After class, Agnes and I went for a walk to nearby village. And because I had left my hat at home, my face and head are quite sunburned. The Spanish all take evening walks, called a paseo. I was sad to learn that Agnes is at the end of her two weeks here and is driving back to Germany to attend the University. On our walk, we used my little Spanish and her little English to talk about our families and life at home.

By the time we got back, Amparo had specially prepared a rice dish common in Valencia where she grew up. Later we talked about my contradiction of being a finicky eater. I told her that I was trying everything put on my plate, tasting everything at least once. She didn't believe I was that finicky at home because I cleaned off my plate. But then she said I could never be a finicky eater after I told her about drinking fresh goat's blood on my summer in Kenya.

Again, because of the upcoming festival, the second of three nights of storytelling was going on tonight.

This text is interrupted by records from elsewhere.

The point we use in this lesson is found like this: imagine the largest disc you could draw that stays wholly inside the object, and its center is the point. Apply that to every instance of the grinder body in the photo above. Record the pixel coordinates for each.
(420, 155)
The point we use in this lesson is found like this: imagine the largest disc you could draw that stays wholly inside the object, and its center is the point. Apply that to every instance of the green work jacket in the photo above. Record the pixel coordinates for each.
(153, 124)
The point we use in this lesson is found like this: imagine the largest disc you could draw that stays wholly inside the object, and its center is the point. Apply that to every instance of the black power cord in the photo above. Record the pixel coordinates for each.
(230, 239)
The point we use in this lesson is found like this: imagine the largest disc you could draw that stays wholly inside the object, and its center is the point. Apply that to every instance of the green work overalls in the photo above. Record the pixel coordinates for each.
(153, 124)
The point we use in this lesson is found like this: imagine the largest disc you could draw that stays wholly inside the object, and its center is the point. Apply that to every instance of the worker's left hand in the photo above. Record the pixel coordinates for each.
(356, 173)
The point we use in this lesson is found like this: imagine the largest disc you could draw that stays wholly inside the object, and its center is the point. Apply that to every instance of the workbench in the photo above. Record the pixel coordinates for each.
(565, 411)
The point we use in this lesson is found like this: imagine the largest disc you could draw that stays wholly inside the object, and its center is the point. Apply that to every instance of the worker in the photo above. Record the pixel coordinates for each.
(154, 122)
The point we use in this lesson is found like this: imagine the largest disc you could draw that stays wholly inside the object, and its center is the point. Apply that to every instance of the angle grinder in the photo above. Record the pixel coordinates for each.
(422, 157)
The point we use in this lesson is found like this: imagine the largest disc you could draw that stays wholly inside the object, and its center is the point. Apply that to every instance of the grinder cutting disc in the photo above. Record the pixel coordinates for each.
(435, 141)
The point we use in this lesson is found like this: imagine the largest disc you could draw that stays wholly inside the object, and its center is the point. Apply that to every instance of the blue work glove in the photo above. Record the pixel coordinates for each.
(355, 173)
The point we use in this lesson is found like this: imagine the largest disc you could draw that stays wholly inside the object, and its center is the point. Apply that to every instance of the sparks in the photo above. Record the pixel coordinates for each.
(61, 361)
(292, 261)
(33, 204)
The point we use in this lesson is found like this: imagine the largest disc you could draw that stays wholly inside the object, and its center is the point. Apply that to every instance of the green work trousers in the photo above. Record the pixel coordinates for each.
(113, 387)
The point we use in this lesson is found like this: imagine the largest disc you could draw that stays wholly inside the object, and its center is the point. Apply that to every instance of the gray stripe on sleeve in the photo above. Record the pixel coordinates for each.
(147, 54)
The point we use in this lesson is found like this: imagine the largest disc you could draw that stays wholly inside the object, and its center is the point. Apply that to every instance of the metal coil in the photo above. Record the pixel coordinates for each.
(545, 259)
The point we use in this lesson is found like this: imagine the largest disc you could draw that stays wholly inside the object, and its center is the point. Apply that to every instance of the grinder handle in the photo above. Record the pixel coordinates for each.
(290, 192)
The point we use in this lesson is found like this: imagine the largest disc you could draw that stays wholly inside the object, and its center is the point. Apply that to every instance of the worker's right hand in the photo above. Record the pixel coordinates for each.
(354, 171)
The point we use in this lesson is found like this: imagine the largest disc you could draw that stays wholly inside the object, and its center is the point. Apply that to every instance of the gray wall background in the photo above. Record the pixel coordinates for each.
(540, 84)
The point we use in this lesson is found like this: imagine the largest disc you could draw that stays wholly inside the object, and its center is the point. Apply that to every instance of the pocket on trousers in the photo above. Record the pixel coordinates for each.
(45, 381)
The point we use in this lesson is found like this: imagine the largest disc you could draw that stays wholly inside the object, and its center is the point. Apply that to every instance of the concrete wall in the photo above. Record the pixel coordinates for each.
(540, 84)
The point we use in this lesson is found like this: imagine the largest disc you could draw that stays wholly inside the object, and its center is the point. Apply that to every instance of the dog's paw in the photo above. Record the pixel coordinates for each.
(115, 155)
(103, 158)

This story storyteller loved to involve the audience and it wasn't long before she decided to involve me. Amparo and Santi quickly told her I didn't understand her because I didn't speak Spanish. So, she began to speak English at certain parts of the story, always directing those words specifically at me, much to the audiences delight. I knew she was getting some laughs at my expense but I didn't mind. José said "Now everyone in town knows the American, Jim!"

My hosts are letting me turn in early. I sit here at midnight writing this. One reason I came at this specific time was to be here in Salas for their local festival. José and Nati are joining a peña, a sort of social association of which many peñas make up a large part of the festival. And they have invited me to join. This is not common, so it's a great opportunity to see part of the Spanish culture few foriegners get to see.